Additionally, a 2021 Williams study of LBQ parents who identified as female found that bi parents reported more psychological distress and lower life satisfaction and happiness than lesbian parents, something the researchers found surprising, “because the overwhelming majority of bisexual parents are in relationships with male partners and thus would likely be viewed as heterosexual by the general public.”

They speculate, “There is a unique form of bias against people who have both same-sex and different-sex attractions and sexual relationships, and this may be why we see poorer mental health outcomes for bisexual parents.” Other studies have shown sexual minority women with male partners “reported less connection to the LGBT community and greater anxiety” and that many bisexual mothers experience binegativity and exclusion by lesbian communities. “Parenthood for bisexual mothers involved with male partners thus comes at a cost from both the general public and the LGBT community,” the Williams study concluded. In what could be a sign of hope, though, the youngest group of bisexual women reported more community connectedness than bisexual women of other age groups. (See also this 2016 study from the Movement Advancement Project about the disparities facing bi people.)

As I’ve said before, all of us lesbians and gay men need to try harder to welcome and include the bi parents we know and not to assume that a different-sex couple doesn’t include queer people in it. Yes, moving through the world as a different-sex couple and doing so as a same-sex couple are two different experiences, but so are moving through the world as a two-mom couple and a two-dad couple, or as a trans parent and a cis parent, or any other way we want to parse the LGBTQ spectrum. Throw in our intersectional identities (race/ethnicity, socioeconomic class, disability, etc.) and the picture becomes even more complex. That doesn’t mean we can’t all support each other as we connect over our similarities and celebrate our differences under the big rainbow umbrella.

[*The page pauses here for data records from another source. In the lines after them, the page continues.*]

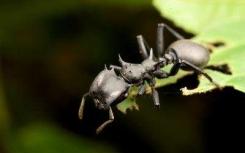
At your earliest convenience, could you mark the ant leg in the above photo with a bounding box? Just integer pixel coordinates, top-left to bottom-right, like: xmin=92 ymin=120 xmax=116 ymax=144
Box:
xmin=109 ymin=65 xmax=122 ymax=71
xmin=181 ymin=60 xmax=219 ymax=87
xmin=96 ymin=107 xmax=114 ymax=134
xmin=153 ymin=69 xmax=169 ymax=79
xmin=136 ymin=35 xmax=149 ymax=59
xmin=78 ymin=92 xmax=89 ymax=120
xmin=145 ymin=76 xmax=160 ymax=109
xmin=156 ymin=24 xmax=164 ymax=58
xmin=152 ymin=88 xmax=160 ymax=109
xmin=169 ymin=63 xmax=181 ymax=76
xmin=138 ymin=83 xmax=145 ymax=95
xmin=158 ymin=23 xmax=185 ymax=39
xmin=204 ymin=64 xmax=232 ymax=75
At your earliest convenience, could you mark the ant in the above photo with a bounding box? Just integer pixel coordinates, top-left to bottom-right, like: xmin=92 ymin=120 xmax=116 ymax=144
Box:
xmin=78 ymin=23 xmax=222 ymax=134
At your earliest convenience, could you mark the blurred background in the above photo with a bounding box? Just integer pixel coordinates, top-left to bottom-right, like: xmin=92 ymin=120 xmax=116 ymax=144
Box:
xmin=0 ymin=0 xmax=245 ymax=153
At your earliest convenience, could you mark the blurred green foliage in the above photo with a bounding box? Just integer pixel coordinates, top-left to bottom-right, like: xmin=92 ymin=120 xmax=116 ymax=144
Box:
xmin=0 ymin=0 xmax=244 ymax=153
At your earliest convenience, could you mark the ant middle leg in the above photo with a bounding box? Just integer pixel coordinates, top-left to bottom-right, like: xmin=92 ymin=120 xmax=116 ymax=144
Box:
xmin=96 ymin=107 xmax=114 ymax=134
xmin=136 ymin=35 xmax=149 ymax=59
xmin=181 ymin=60 xmax=219 ymax=87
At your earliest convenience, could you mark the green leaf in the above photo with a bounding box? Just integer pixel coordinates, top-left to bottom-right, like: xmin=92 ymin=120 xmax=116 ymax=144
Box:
xmin=194 ymin=19 xmax=245 ymax=47
xmin=116 ymin=0 xmax=245 ymax=110
xmin=153 ymin=0 xmax=245 ymax=33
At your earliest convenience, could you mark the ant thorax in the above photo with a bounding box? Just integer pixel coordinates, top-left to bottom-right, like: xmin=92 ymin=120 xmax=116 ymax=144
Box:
xmin=121 ymin=63 xmax=146 ymax=83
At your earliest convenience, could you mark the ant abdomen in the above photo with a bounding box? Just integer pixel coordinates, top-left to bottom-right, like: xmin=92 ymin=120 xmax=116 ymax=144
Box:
xmin=167 ymin=39 xmax=210 ymax=70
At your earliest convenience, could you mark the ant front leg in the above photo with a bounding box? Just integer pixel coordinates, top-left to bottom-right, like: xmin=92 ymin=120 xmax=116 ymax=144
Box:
xmin=136 ymin=35 xmax=149 ymax=59
xmin=138 ymin=82 xmax=145 ymax=96
xmin=96 ymin=107 xmax=114 ymax=134
xmin=78 ymin=93 xmax=89 ymax=120
xmin=181 ymin=60 xmax=219 ymax=88
xmin=146 ymin=75 xmax=160 ymax=109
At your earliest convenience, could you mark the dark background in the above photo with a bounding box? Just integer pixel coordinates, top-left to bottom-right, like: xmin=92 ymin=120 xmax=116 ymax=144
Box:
xmin=0 ymin=0 xmax=245 ymax=153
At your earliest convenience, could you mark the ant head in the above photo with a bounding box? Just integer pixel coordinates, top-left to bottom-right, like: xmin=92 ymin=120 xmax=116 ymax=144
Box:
xmin=93 ymin=98 xmax=109 ymax=110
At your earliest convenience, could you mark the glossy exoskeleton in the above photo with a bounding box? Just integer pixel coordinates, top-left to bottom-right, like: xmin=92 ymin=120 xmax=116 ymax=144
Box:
xmin=78 ymin=23 xmax=218 ymax=133
xmin=78 ymin=50 xmax=166 ymax=133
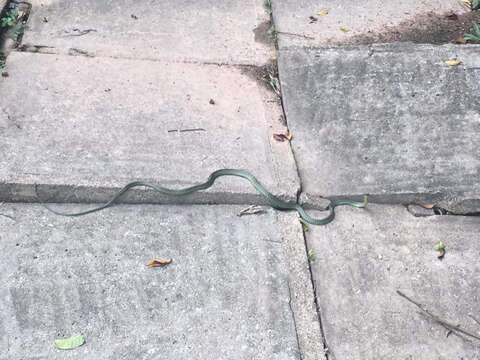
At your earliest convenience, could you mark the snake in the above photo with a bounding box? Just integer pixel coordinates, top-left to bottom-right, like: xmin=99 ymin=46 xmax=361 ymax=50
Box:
xmin=35 ymin=169 xmax=368 ymax=225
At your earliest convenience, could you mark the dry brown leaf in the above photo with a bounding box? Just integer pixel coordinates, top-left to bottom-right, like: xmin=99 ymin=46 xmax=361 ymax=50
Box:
xmin=420 ymin=204 xmax=435 ymax=209
xmin=445 ymin=58 xmax=462 ymax=66
xmin=147 ymin=259 xmax=173 ymax=268
xmin=273 ymin=130 xmax=293 ymax=142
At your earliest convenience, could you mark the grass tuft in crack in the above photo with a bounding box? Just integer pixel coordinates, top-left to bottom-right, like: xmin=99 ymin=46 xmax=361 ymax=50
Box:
xmin=0 ymin=8 xmax=18 ymax=28
xmin=263 ymin=0 xmax=272 ymax=16
xmin=463 ymin=22 xmax=480 ymax=42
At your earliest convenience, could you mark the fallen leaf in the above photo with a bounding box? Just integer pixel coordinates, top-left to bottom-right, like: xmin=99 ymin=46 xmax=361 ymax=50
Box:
xmin=445 ymin=58 xmax=462 ymax=66
xmin=55 ymin=335 xmax=85 ymax=350
xmin=420 ymin=204 xmax=435 ymax=209
xmin=317 ymin=9 xmax=328 ymax=16
xmin=434 ymin=240 xmax=446 ymax=259
xmin=307 ymin=249 xmax=316 ymax=262
xmin=147 ymin=259 xmax=173 ymax=268
xmin=238 ymin=205 xmax=266 ymax=216
xmin=445 ymin=13 xmax=458 ymax=21
xmin=273 ymin=130 xmax=293 ymax=142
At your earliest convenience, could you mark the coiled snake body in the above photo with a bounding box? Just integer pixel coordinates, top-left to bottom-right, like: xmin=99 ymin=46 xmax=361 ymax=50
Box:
xmin=35 ymin=169 xmax=367 ymax=225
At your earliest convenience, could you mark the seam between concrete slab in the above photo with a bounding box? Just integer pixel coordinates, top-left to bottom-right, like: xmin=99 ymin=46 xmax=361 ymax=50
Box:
xmin=277 ymin=213 xmax=326 ymax=360
xmin=302 ymin=230 xmax=335 ymax=360
xmin=16 ymin=44 xmax=274 ymax=66
xmin=15 ymin=44 xmax=274 ymax=67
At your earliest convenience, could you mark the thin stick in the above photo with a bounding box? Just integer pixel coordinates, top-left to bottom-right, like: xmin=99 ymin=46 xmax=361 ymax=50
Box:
xmin=468 ymin=315 xmax=480 ymax=325
xmin=397 ymin=290 xmax=480 ymax=341
xmin=277 ymin=31 xmax=315 ymax=40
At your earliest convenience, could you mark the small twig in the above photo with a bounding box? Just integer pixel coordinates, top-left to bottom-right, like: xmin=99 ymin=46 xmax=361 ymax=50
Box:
xmin=397 ymin=290 xmax=480 ymax=341
xmin=0 ymin=214 xmax=17 ymax=221
xmin=167 ymin=128 xmax=207 ymax=132
xmin=65 ymin=28 xmax=97 ymax=36
xmin=277 ymin=31 xmax=315 ymax=40
xmin=237 ymin=205 xmax=266 ymax=217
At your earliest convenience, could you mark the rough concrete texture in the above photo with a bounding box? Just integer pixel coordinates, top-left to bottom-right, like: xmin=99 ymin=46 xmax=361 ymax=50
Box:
xmin=307 ymin=205 xmax=480 ymax=360
xmin=272 ymin=0 xmax=471 ymax=48
xmin=23 ymin=0 xmax=274 ymax=65
xmin=279 ymin=44 xmax=480 ymax=211
xmin=0 ymin=53 xmax=299 ymax=203
xmin=0 ymin=204 xmax=313 ymax=360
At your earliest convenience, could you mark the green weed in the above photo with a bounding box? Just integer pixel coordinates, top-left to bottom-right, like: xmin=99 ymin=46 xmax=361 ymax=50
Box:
xmin=463 ymin=22 xmax=480 ymax=42
xmin=0 ymin=9 xmax=18 ymax=28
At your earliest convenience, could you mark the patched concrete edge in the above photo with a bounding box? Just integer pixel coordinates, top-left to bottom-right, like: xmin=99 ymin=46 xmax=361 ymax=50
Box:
xmin=278 ymin=42 xmax=480 ymax=215
xmin=278 ymin=213 xmax=327 ymax=360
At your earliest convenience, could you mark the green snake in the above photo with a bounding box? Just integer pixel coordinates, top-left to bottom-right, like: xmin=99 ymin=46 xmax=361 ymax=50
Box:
xmin=35 ymin=169 xmax=367 ymax=225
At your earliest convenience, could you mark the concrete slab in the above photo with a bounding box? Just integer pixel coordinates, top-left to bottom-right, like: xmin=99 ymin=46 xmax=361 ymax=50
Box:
xmin=279 ymin=44 xmax=480 ymax=212
xmin=307 ymin=205 xmax=480 ymax=360
xmin=23 ymin=0 xmax=274 ymax=65
xmin=272 ymin=0 xmax=475 ymax=48
xmin=0 ymin=204 xmax=316 ymax=360
xmin=0 ymin=53 xmax=299 ymax=204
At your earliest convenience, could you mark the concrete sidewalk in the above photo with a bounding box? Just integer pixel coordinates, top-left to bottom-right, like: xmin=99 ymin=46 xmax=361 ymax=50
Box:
xmin=0 ymin=0 xmax=480 ymax=360
xmin=0 ymin=204 xmax=320 ymax=360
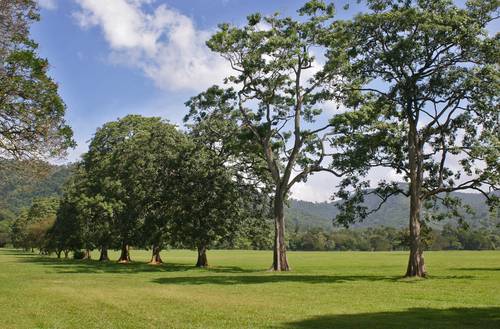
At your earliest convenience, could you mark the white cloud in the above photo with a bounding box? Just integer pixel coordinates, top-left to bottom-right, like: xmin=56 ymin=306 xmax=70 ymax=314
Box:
xmin=37 ymin=0 xmax=57 ymax=10
xmin=74 ymin=0 xmax=230 ymax=90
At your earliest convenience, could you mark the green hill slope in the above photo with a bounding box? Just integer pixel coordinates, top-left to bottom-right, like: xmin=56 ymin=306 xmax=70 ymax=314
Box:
xmin=286 ymin=193 xmax=500 ymax=230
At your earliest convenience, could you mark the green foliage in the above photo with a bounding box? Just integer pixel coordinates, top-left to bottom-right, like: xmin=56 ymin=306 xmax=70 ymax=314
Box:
xmin=0 ymin=160 xmax=72 ymax=221
xmin=325 ymin=0 xmax=500 ymax=234
xmin=0 ymin=0 xmax=75 ymax=159
xmin=0 ymin=249 xmax=500 ymax=329
xmin=10 ymin=198 xmax=59 ymax=251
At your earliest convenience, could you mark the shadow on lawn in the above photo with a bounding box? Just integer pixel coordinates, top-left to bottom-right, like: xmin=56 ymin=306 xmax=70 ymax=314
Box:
xmin=153 ymin=273 xmax=474 ymax=285
xmin=281 ymin=307 xmax=500 ymax=329
xmin=18 ymin=254 xmax=256 ymax=274
xmin=451 ymin=267 xmax=500 ymax=272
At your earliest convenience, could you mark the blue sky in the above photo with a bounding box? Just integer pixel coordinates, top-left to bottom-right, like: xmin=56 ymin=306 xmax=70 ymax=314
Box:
xmin=32 ymin=0 xmax=364 ymax=201
xmin=32 ymin=0 xmax=499 ymax=201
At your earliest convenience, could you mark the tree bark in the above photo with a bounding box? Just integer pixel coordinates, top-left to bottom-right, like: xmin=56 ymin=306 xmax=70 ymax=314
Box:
xmin=196 ymin=245 xmax=208 ymax=267
xmin=82 ymin=249 xmax=92 ymax=259
xmin=271 ymin=192 xmax=290 ymax=272
xmin=149 ymin=245 xmax=163 ymax=265
xmin=405 ymin=120 xmax=427 ymax=277
xmin=99 ymin=246 xmax=109 ymax=262
xmin=118 ymin=241 xmax=131 ymax=263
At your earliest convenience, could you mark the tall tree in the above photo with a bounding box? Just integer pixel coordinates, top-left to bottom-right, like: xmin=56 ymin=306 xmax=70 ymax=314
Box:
xmin=166 ymin=143 xmax=262 ymax=267
xmin=188 ymin=0 xmax=337 ymax=271
xmin=327 ymin=0 xmax=500 ymax=277
xmin=0 ymin=0 xmax=74 ymax=159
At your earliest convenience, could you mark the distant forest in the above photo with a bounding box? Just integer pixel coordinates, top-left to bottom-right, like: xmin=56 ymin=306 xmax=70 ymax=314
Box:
xmin=0 ymin=163 xmax=500 ymax=250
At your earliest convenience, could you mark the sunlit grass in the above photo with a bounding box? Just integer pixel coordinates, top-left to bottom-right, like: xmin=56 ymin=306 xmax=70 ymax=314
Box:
xmin=0 ymin=249 xmax=500 ymax=329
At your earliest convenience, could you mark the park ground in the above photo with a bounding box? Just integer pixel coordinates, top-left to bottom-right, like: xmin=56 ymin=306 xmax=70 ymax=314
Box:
xmin=0 ymin=249 xmax=500 ymax=329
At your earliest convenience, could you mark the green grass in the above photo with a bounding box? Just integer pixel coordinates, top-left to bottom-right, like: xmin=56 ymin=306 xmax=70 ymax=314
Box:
xmin=0 ymin=249 xmax=500 ymax=329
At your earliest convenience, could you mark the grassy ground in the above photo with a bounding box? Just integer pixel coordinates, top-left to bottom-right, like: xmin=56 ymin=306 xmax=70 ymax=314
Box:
xmin=0 ymin=249 xmax=500 ymax=329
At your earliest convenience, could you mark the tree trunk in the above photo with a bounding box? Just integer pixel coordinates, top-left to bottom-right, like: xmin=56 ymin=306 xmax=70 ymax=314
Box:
xmin=272 ymin=192 xmax=290 ymax=272
xmin=405 ymin=120 xmax=426 ymax=277
xmin=82 ymin=249 xmax=92 ymax=260
xmin=99 ymin=246 xmax=109 ymax=262
xmin=149 ymin=245 xmax=164 ymax=265
xmin=196 ymin=245 xmax=208 ymax=267
xmin=118 ymin=241 xmax=131 ymax=263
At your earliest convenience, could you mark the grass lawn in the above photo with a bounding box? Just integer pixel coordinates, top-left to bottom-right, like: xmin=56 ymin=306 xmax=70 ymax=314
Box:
xmin=0 ymin=249 xmax=500 ymax=329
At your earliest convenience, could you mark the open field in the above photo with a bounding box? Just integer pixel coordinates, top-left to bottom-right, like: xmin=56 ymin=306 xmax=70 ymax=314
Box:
xmin=0 ymin=249 xmax=500 ymax=329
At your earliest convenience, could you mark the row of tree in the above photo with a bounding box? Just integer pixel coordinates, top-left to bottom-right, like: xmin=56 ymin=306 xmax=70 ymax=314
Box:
xmin=289 ymin=224 xmax=500 ymax=251
xmin=0 ymin=0 xmax=500 ymax=276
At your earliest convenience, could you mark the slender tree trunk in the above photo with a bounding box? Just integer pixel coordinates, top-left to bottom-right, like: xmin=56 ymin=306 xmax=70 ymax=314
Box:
xmin=118 ymin=241 xmax=131 ymax=263
xmin=82 ymin=249 xmax=92 ymax=260
xmin=272 ymin=192 xmax=290 ymax=272
xmin=196 ymin=245 xmax=208 ymax=267
xmin=405 ymin=120 xmax=426 ymax=277
xmin=149 ymin=245 xmax=163 ymax=265
xmin=99 ymin=245 xmax=109 ymax=262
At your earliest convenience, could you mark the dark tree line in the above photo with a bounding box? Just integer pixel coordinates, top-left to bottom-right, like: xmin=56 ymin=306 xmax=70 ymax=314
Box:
xmin=289 ymin=224 xmax=500 ymax=251
xmin=33 ymin=115 xmax=268 ymax=267
xmin=0 ymin=0 xmax=500 ymax=277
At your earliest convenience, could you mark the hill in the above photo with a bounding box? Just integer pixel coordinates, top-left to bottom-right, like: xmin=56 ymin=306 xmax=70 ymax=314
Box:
xmin=0 ymin=161 xmax=71 ymax=221
xmin=0 ymin=161 xmax=500 ymax=230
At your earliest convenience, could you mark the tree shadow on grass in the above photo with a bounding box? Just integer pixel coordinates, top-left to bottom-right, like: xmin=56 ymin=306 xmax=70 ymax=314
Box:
xmin=19 ymin=255 xmax=254 ymax=274
xmin=153 ymin=273 xmax=474 ymax=285
xmin=451 ymin=267 xmax=500 ymax=272
xmin=279 ymin=307 xmax=500 ymax=329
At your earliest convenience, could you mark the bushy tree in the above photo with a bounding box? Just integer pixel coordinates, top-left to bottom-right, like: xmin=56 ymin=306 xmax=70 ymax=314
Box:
xmin=0 ymin=0 xmax=74 ymax=159
xmin=327 ymin=0 xmax=500 ymax=276
xmin=10 ymin=198 xmax=59 ymax=252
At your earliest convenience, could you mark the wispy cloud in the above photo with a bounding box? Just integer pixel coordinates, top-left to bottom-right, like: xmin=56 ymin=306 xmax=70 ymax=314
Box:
xmin=37 ymin=0 xmax=57 ymax=10
xmin=74 ymin=0 xmax=229 ymax=90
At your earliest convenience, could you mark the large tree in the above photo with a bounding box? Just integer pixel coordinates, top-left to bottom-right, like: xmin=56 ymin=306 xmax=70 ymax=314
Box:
xmin=327 ymin=0 xmax=500 ymax=277
xmin=166 ymin=142 xmax=266 ymax=267
xmin=188 ymin=1 xmax=342 ymax=271
xmin=83 ymin=115 xmax=184 ymax=262
xmin=0 ymin=0 xmax=74 ymax=159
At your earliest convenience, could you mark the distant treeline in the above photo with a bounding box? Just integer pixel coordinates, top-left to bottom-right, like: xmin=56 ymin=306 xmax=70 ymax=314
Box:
xmin=289 ymin=224 xmax=500 ymax=251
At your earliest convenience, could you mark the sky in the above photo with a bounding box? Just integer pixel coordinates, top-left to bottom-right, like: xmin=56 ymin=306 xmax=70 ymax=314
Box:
xmin=31 ymin=0 xmax=370 ymax=202
xmin=32 ymin=0 xmax=496 ymax=202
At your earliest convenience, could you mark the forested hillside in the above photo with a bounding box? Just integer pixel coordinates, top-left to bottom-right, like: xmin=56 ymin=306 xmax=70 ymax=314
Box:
xmin=0 ymin=161 xmax=71 ymax=221
xmin=0 ymin=160 xmax=500 ymax=230
xmin=287 ymin=193 xmax=500 ymax=229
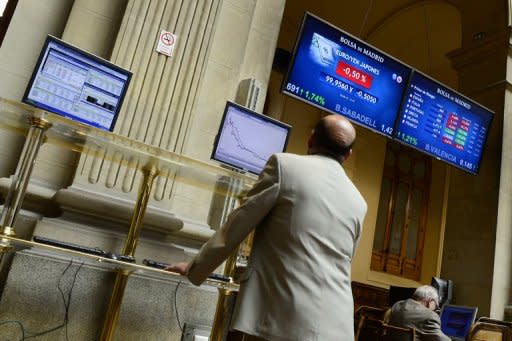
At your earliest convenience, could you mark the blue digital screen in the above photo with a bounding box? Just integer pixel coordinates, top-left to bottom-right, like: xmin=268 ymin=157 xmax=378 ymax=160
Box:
xmin=395 ymin=71 xmax=494 ymax=174
xmin=441 ymin=305 xmax=477 ymax=340
xmin=282 ymin=13 xmax=412 ymax=137
xmin=23 ymin=36 xmax=132 ymax=131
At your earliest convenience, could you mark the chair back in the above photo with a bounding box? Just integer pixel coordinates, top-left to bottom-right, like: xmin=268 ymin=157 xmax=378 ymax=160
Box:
xmin=354 ymin=306 xmax=386 ymax=341
xmin=467 ymin=321 xmax=512 ymax=341
xmin=380 ymin=323 xmax=416 ymax=341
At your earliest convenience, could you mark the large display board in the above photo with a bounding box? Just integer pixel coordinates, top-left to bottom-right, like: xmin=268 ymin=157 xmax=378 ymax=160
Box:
xmin=282 ymin=13 xmax=411 ymax=137
xmin=281 ymin=12 xmax=494 ymax=174
xmin=23 ymin=36 xmax=132 ymax=131
xmin=211 ymin=101 xmax=291 ymax=174
xmin=395 ymin=71 xmax=494 ymax=174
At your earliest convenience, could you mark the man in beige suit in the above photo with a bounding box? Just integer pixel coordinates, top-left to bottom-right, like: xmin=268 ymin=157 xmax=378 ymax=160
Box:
xmin=167 ymin=115 xmax=367 ymax=341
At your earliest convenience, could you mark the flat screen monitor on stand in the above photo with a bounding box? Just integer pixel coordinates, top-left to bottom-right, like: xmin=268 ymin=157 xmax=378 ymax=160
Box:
xmin=211 ymin=102 xmax=291 ymax=175
xmin=23 ymin=35 xmax=132 ymax=131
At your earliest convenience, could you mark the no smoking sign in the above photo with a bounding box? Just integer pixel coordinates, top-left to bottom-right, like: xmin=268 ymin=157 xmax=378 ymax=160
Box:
xmin=156 ymin=30 xmax=176 ymax=57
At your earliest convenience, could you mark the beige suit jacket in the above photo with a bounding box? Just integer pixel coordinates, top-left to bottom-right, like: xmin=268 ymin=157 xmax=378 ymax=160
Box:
xmin=188 ymin=153 xmax=367 ymax=341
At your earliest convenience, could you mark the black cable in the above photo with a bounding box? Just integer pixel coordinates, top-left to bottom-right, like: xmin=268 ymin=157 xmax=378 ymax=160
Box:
xmin=174 ymin=281 xmax=183 ymax=332
xmin=359 ymin=0 xmax=373 ymax=38
xmin=0 ymin=320 xmax=25 ymax=340
xmin=423 ymin=3 xmax=432 ymax=72
xmin=22 ymin=260 xmax=84 ymax=340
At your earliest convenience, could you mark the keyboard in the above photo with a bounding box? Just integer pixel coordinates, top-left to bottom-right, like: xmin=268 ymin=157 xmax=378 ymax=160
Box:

If you’re on the path to parenthood (or considering it) as a bi person in a different-sex relationship, check out this guide from Family Equality.

Addendum: Canada looks to be similar to the U.S. in terms of the proportion of bi parents. A 2021 study based on the Canadian Community Health Survey found that bi people were twice as likely as gay and lesbian people to be parents living with at least one child under the age of 18. (I could not find numbers for the number of bi Canadian parents overall, including those with adult children.)

2 thoughts on “Happy Bi Visibility Day to the Millions of Bi Parents!”

  1. Well, I think “so few” depends on who you’re comparing them with. Lesbians are twice as likely to have children as gay men, according to the Pew research. They’re less likely to have children than bi women, true, which I’m guessing is because more (though not all) bi women are partnered with someone who can provide sperm, making it much easier to get pregnant.